Strengths and limitations

This study explores the impact of a family-level coping resource, namely FSOC, on the QoL of caregivers. Extending the existing body of research that has examined the relationship between an individual’s sense of coherence and health outcomes, our findings offer valuable insights for clinical practitioners seeking to enhance the support provided to caregivers of advanced cancer patients. Furthermore, we delve into the underlying mechanisms at play within the two dimensions of QoL (physical health and mental health). Our results confirm the applicability of a chain mediation model to these two dimensions. Therefore, enhancing family coherence can bolster individual resilience, reduce distress, and promote both physical and mental well-being. This holds significant promise for positively contributing to the overall health and well-being of caregivers within the context of advanced cancer.
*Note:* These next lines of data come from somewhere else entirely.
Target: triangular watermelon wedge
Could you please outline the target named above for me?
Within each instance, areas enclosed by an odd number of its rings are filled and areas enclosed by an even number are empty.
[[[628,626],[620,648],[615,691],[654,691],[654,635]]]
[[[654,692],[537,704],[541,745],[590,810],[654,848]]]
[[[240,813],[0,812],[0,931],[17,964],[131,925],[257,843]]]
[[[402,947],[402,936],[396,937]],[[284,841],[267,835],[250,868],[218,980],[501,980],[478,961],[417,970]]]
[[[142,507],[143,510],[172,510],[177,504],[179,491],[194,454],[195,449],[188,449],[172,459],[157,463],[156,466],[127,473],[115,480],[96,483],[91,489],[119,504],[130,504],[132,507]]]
However, several limitations exist. Firstly, the cross-sectional design constrains our ability to confirm causal links between variables and assess the long-terms effects of FSOC on caregiver outcomes. To address this, future studies should consider adopting longitudinal or experimental methodologies to deepen the understanding of these relationships. Additionally, conducting qualitative interviews with caregivers who have different relationships with advanced cancer patients could yield richer insights into the nuances of the caregiving experience and enhance the study’s findings. Although the study controlled for certain demographic variables, it’s important to acknowledge the potential influence of other confounding factors, including social support, coping strategies, cultural factors, and patient characteristics such as treatment status. Future research could benefit from a more comprehensive examination of these potential confounders. Moreover, while our research focused on the mediating roles of psychological resilience and distress, it's pivotal to recognize that the influence of FSOC on QoL might be shaped by other mediators or moderators, such as dyadic coping or family functioning, warranting further investigation. Furthermore, this study relied solely on self-report measures. Future studies could enhance the robustness of findings by employing a combination of self-report measures and objective assessments, such as physiological indicators and family environment assessments. Given that our samples primarily originated from tertiary oncology hospitals in one province through convenience sampling, there is a risk of selection bias, limiting the generalizability of findings to other healthcare settings or geographical locations. Future studies would benefit from a more diverse and representative sample base to facilitate holistic comparisons and long-term monitoring. Finally, assessing the applicability of the established mediation model to other chronic patient groups is an essential direction for future inquiries.

Conclusion

In summary, this research elucidates the processes through which FSOC bolsters the QoL of caregivers attending to advanced cancer patients. Importantly, FSOC not only directly amplifies caregivers' QoL but also has an indirect influence mediated by psychological distress. Additionally, the study unveils a chain mediation effect encompassing both psychological resilience and distress, further emphasizing the multifaceted ways in which FSOC can enhance caregivers' well-being. These findings deepen our comprehension of the intricate relationship between FSOC and QoL, emphasizing the potential benefits of interventions targeting FSOC enhancement and distress reduction to promote caregiver QoL.